5 Reasons Companies Fail in Launching New Products
Almost everyday weather you are driving down the road, in a local grocery store picking up a few things for dinner, or even sitting at home watching TV there is always a business trying to advertise there product to receive more sales. There are many reasons companies fail in launching new products. In having a successful product the needs of a precise protocol containing specific steps that identifies a well defined target market, specific customer’s needs, wants, and preferences; and what the product will be and do to satisfy customers. There are marketing reasons for new product failures that are factors from marketing and nonmarketing problems. Let’s look at 5 important reasons.
- Insignificant point of difference
General Mills launched “Fingos” in the mid 1990’s. It was suppose to be a product where you could snack on without milk but instead the consumers didn’t see it that way. The product failed due to the fact not having a difference between potato chips and popcorn.
2. No economical access to buyers
This video is the perfect example of why new product failure is super easy due to the fact of existing products taking up all the shelf space. If you do get the opportunity of shelf space in a store it could cost up to millions of dollars, even if after spending millions your product is not guaranteed in making any profit. Your product must displace an existing product.Failure to meet enough sales for a requirement could get your product thrown off the shelves.

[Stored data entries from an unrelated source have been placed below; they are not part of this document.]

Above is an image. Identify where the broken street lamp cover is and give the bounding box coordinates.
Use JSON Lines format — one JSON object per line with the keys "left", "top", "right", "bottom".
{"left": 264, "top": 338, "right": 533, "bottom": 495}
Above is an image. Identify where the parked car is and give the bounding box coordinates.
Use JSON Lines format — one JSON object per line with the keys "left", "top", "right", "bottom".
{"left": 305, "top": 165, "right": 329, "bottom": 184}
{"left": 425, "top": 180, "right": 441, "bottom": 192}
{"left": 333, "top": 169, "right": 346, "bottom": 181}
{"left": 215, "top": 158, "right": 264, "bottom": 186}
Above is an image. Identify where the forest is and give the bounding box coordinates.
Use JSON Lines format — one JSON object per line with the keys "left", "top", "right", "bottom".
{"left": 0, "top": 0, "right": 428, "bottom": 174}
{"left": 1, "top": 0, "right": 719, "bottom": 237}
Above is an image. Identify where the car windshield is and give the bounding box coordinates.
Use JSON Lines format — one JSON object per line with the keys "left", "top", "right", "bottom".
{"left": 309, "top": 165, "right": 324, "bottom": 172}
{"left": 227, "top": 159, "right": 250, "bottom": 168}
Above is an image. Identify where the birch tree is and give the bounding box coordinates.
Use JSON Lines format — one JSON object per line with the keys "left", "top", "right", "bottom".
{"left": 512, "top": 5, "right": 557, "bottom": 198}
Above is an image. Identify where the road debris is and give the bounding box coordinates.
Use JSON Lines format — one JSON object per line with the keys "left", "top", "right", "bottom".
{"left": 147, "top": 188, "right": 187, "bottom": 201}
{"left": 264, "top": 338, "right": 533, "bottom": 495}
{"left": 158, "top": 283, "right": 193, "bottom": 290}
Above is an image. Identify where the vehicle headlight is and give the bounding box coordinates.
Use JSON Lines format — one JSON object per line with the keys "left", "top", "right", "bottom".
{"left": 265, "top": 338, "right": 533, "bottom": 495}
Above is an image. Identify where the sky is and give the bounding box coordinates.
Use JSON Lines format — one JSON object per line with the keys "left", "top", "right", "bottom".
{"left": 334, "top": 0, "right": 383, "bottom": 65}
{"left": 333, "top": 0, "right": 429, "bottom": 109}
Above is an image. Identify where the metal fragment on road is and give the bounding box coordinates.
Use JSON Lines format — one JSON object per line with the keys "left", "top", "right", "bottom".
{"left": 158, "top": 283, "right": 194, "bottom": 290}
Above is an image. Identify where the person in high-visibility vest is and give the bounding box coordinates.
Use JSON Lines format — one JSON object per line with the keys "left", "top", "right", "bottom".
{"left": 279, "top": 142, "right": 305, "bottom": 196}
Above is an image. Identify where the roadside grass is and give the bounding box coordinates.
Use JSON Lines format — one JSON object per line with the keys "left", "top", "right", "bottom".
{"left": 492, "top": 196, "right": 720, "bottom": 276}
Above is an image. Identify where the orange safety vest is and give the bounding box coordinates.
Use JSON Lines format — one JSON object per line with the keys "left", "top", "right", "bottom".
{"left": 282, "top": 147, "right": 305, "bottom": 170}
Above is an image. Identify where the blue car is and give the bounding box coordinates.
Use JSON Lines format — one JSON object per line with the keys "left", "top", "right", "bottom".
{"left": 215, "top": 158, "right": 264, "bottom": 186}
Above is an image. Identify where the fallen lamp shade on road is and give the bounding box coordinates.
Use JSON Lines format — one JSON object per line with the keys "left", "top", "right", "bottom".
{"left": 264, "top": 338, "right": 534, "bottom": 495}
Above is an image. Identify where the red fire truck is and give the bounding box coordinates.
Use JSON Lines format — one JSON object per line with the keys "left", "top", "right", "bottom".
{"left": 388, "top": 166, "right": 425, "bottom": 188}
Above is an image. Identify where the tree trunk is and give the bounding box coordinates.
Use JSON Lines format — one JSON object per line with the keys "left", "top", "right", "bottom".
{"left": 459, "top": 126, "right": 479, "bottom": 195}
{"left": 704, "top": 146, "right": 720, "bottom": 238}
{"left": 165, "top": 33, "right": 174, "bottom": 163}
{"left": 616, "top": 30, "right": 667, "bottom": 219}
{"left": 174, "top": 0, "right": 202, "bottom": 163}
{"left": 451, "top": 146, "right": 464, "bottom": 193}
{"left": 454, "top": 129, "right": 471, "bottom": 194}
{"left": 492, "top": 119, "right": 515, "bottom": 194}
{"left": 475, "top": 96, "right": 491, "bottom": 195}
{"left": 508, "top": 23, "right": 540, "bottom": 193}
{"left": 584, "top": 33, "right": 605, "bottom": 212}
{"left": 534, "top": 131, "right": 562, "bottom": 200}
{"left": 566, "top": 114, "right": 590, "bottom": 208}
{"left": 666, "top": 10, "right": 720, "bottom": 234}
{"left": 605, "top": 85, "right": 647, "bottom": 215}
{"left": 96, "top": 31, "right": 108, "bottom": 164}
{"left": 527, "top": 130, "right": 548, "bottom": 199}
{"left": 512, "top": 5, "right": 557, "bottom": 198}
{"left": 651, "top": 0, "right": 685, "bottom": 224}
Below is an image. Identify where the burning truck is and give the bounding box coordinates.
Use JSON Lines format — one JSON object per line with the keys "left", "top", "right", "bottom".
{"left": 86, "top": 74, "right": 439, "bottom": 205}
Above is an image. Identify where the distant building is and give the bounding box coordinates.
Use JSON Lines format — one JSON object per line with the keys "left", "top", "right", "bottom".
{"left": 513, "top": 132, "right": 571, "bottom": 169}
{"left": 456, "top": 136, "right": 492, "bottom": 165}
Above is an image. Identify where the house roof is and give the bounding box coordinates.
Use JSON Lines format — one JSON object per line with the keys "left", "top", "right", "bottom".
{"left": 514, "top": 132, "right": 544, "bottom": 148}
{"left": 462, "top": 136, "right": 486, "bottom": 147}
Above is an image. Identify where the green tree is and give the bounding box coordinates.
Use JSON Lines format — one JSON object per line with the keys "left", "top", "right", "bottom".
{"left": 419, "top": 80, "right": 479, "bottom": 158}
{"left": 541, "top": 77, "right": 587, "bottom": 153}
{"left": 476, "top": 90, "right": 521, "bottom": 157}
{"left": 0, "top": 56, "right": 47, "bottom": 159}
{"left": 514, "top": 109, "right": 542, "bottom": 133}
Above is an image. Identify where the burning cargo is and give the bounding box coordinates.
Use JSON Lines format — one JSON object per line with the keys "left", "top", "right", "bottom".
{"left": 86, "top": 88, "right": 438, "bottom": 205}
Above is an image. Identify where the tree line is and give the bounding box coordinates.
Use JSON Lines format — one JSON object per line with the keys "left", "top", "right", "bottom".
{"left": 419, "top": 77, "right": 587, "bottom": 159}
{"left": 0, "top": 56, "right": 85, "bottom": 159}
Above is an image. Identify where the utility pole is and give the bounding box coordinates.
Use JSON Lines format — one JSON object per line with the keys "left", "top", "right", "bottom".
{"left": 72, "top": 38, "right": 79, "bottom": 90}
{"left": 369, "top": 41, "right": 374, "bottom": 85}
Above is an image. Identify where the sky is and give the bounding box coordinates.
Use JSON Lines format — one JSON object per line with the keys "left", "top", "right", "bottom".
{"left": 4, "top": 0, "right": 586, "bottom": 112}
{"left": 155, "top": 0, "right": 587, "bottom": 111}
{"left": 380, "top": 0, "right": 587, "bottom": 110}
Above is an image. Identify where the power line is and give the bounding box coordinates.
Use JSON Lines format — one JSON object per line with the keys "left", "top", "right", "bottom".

3. Not satisfying customer wants and needs
Just like any company they are looking to expand and grow there company. Colgate thought it would become a great idea to create frozen dinners. It didn’t grab alot of customers attention due to fact when you hear the word “Colgate” you think of toothpaste or mouth wash not frozen dinners. Many found it unappetizing.
4. Bad timing
Timing in launching a product could be just as crucial as product quality. The success of your product depends on the demands of the market at the time. Companies try to launch new products in the market that are similar to each other which is just gonna make customer choose of which is better. For example the Zune Vs Apple Ipod. Zune launched no longer after Apple but customers preferred Apple due to the fact it had more features.
5. Poor execution of the marketing mix: brand name, package, price, promotion, and distribution
This video is a great example of poor execution. Many marketing mixed pricing and promotions are found in cell phone companies. I don’t know about anyone else but I think cell phone companies are robbing everyone blind. They grasp your attention with promotions that only last up to a certain amount of time and once that time is up they raise your pricing up. If you are one of the unlucky ones there is nothing you can do, due to the fact you signed a contract. Not only that the hidden fees starts to add up.